Solar electric plants are wanted to be alternative to the nuclear power plants while the humanity is not yet ready for the civilized use of the nuclear energy.

The building of powerful solar plants is considered as indication of prosperity an important element of the image making for the governments. Representatives of various countries pretend to have the "biggest in the world" solar electric plant in their countries [1][2][3]. The criterion to consider various installations as one combined solar nuclear plant, or to consider them as separated plants, affects on qualification of an electric solar plant as "biggest in the world".

In the most of cases, either the vapor generation by heat (and the use of the steam power with turbines and generators) or the direct photovoltaic elements are used.

As Sun delivers power of order of kW/m^2, the area occupied by the solar electric plant is roughly proportional to the power it generates. The nuclear power plants in this sense are more compact. However, the solar electric plants become more compact at the consideration of a 100km zone around the nuclear plant that becomes contaminated and not suitable for agriculture at the core meltdown and evaporation of the nuclear fuel into the atmosphere. The construction of powerful solar plants was boosted in 2011 by the Fukushima disaster.

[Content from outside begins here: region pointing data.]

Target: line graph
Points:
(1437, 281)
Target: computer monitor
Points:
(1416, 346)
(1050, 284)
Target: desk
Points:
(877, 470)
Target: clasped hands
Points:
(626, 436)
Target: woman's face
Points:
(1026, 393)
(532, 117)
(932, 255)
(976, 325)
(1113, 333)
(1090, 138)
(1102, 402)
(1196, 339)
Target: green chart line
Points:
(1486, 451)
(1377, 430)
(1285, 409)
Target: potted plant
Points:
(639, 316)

  1. Алла Добровольская. Янукович посетил крупнейшую в мире солнечную электростанцию. Симферополь, Апрель 27, 2012. (In Russian. English translation of the title: Alla Dobrovolskayq. Yanukovich visited the biggest in the world solar plant. 2012 April 27.
  2. World's biggest solar electric plant opens in Germany. Sep 1, 2006, 16:51 GMT
  3. Trough systems predominate among today’s commercial solar power plants. All together, nine trough power plants, also called Solar Energy Generating Systems (SEGS), were built in the 1980s in the Mojave Desert near Barstow, California. These plants have a combined capacity of 354 megawatts (MW) and today generate enough electricity to meet the needs of approximately 500,000 people. Trough systems convert the heat. .. (No data is specified; cited for the state of 2012 April 28.)